Wanting only to be safely at home, Ellie rounded the corner and made haste down the deserted side street, the parcel strings digging into her cold, gloved fingers.
She didn’t know what to make of the incident. Was it just a horrid coincidence that she’d encountered the same man again? And why had he looked at her so keenly? Of course, she was wearing her cousin’s peacock-blue cloak, the same one Beatrice had worn to visit Lady Milford. Was it possible that he’d mistaken Ellie for Beatrice?
Ellie tried to convince herself that she was overdramatizing a perfectly ordinary situation. He had made no menacing gesture toward her. Perhaps, given her propensity for storytelling, it was only natural for her to conceive the worst.
Then, while going past a dark alley behind the shops, she glimpsed something out of the corner of her eye. A ripple of movement. A black form hurtling through the shadows.
Straight at her.
Ellie sucked in a breath to scream. Before the sound could escape her lips, he pounced. His hand smothered her mouth and cut off her air. As if she weighed no more than a rag doll, he yanked her off the side street and into the gloom of the alley.
The parcel dropped from her fingers. In a wild panic she struggled and kicked. But he subdued her with the iron grip of an ogre. He thrust her up against a wall and pressed a sharp-smelling cloth to her face.
Taking a choking breath, she tried to turn her head away from the sickly-sweet aroma. A wave of dizziness drained the strength from her limbs. And the world melted away into nothingness.
Chapter 6
Ellie had been cast adrift in a shipwreck.
She was floating in an endless black sea. The rhythmic motion of the water rocked her, and she could hear the muted crashing of waves. Voices reached her ears now and then, the words garbled, too indistinct for her to decipher their meaning. At those times she struggled against the suffocating heaviness of lethargy. She wanted desperately to call for help, but only moans croaked from her lips.

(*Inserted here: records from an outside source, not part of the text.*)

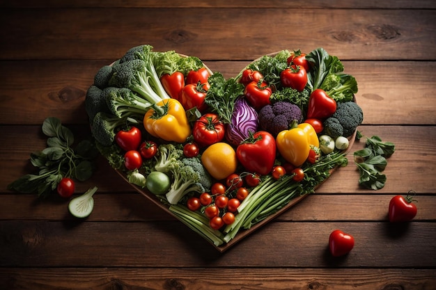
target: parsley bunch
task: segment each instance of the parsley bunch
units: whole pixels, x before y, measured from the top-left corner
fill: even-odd
[[[92,161],[98,155],[98,150],[92,142],[84,140],[73,148],[72,132],[54,117],[45,119],[42,129],[48,137],[47,147],[30,154],[30,161],[38,169],[38,173],[22,176],[8,185],[8,189],[22,193],[36,192],[38,196],[45,198],[63,177],[81,182],[93,175]]]

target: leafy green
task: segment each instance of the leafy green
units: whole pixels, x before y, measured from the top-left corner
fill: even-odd
[[[47,147],[31,152],[30,162],[38,169],[38,174],[27,174],[8,185],[8,189],[22,193],[36,192],[40,197],[47,197],[63,177],[84,181],[94,172],[93,163],[98,155],[94,144],[80,141],[73,148],[74,135],[61,121],[49,117],[42,123],[42,133],[47,136]]]

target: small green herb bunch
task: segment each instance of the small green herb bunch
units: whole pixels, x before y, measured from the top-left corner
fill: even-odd
[[[47,147],[30,154],[30,161],[38,169],[38,173],[22,176],[10,183],[8,189],[22,193],[36,192],[46,198],[63,177],[82,182],[92,176],[95,169],[93,161],[99,154],[92,141],[83,140],[73,147],[72,132],[54,117],[45,119],[42,129],[48,137]]]

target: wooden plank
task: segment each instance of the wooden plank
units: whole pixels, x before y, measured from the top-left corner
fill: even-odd
[[[3,141],[0,143],[0,160],[3,161],[0,166],[2,177],[0,188],[3,189],[0,189],[0,192],[4,192],[10,182],[33,172],[28,161],[30,152],[41,150],[45,146],[45,138],[38,135],[39,130],[40,127],[0,127],[0,134],[3,136]],[[436,153],[433,140],[436,139],[436,129],[434,126],[361,126],[359,130],[366,136],[376,135],[396,145],[396,152],[388,159],[384,171],[387,177],[386,186],[377,193],[403,193],[410,189],[419,194],[435,193]],[[404,142],[405,136],[407,142]],[[22,142],[23,140],[32,140],[32,142]],[[355,143],[347,156],[348,166],[335,171],[318,188],[317,193],[375,193],[358,186],[359,172],[352,163],[352,152],[363,146],[362,143]],[[13,149],[13,154],[10,154]],[[96,185],[102,192],[134,191],[102,158],[98,166],[98,170],[92,179],[78,184],[78,190],[84,191]]]
[[[353,10],[352,22],[346,9],[294,12],[281,8],[3,9],[0,59],[107,59],[142,43],[203,60],[251,60],[283,48],[318,47],[344,60],[436,58],[433,10]],[[269,29],[283,24],[281,29]]]
[[[92,289],[434,290],[434,269],[3,268],[8,289]],[[291,288],[292,287],[292,288]]]
[[[329,235],[352,234],[353,250],[332,257]],[[432,223],[272,223],[219,254],[174,222],[0,222],[5,267],[434,268]],[[77,250],[79,249],[80,250]],[[256,253],[254,254],[254,249]],[[67,254],[68,253],[68,254]],[[67,254],[67,255],[65,255]]]
[[[405,195],[407,193],[401,193]],[[274,221],[386,221],[392,194],[314,193],[306,197]],[[418,214],[414,221],[436,220],[436,198],[416,195]],[[86,222],[175,220],[143,196],[136,193],[94,195],[95,206]],[[0,220],[73,220],[68,200],[54,195],[39,200],[34,195],[1,195]],[[16,205],[20,204],[17,210]]]
[[[320,0],[298,0],[286,1],[282,0],[253,1],[240,0],[238,1],[215,1],[214,0],[136,0],[124,1],[120,0],[100,1],[98,0],[63,1],[56,0],[24,0],[10,1],[0,1],[0,8],[435,8],[436,6],[431,0],[416,0],[413,2],[407,0],[384,1],[375,0],[364,2],[358,0],[347,0],[338,1],[322,1]]]
[[[98,69],[111,61],[0,61],[0,124],[39,125],[49,115],[68,124],[87,124],[86,91]],[[229,78],[249,62],[205,63]],[[436,62],[344,61],[343,65],[357,80],[356,98],[364,124],[436,124]],[[411,74],[416,67],[419,73]]]

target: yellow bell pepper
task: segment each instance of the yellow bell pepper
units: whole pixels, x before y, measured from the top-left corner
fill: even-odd
[[[309,156],[311,145],[319,147],[318,136],[308,123],[293,122],[289,130],[283,130],[276,137],[280,154],[295,167],[299,167]]]
[[[182,104],[166,99],[153,105],[143,118],[143,126],[152,136],[166,141],[182,143],[191,135],[191,127]]]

Then a spectral hand would press a cup to her mouth, impelling her to swallow a liquid. And she would drift back into the gloom of her watery grave.
At last there came a time when the shroud of darkness began to lift. She grew aware of a warm, soft surface beneath her body. No longer did the vibrations of the sea hold her captive. She knew it to be day because a diffused, lemony light penetrated her closed eyelids.
Again she heard voices. This time, she detected the deep baritone of a man. Two men, to be precise. As she strained to make sense of their mutterings, specific words pierced the veil of her torpor.
Lady … missing key … ransom … the earl …
One voice had a distinct Scottish brogue, and the other the cool, clipped tone of the upper class. Their conversation grew louder as if they had moved to stand right beside her. Gradually, entire sentences became clear to her, though she was too woozy to make sense of them.
“Such a wee, drab wren she is.”
“I daresay you’re right. She did look much prettier from a distance.”
At that, Ellie managed to lift her heavy eyelids. For a moment she blinked against the light and her vision swam alarmingly. Then the dark blotches that loomed over her coalesced into one silhouette.
A black-haired man bent down close, staring at her.
His features had hard edges, as if a sculptor had chiseled them from a block of marble in a fit of artistic fervor without adding any refining touches. His cheekbones were high, his nose a straight blade, his jaw square. In contrast to the somewhat swarthy tint of his skin, he had the most stunning green-gray eyes, and she found herself wondering how to re-create that precise color with paints …
In the same instant, memory struck like a hammer blow. She knew him. He was the stranger she’d seen on the street. The man who had been staring at her cousin. The man who had rushed out of the alley to attack her.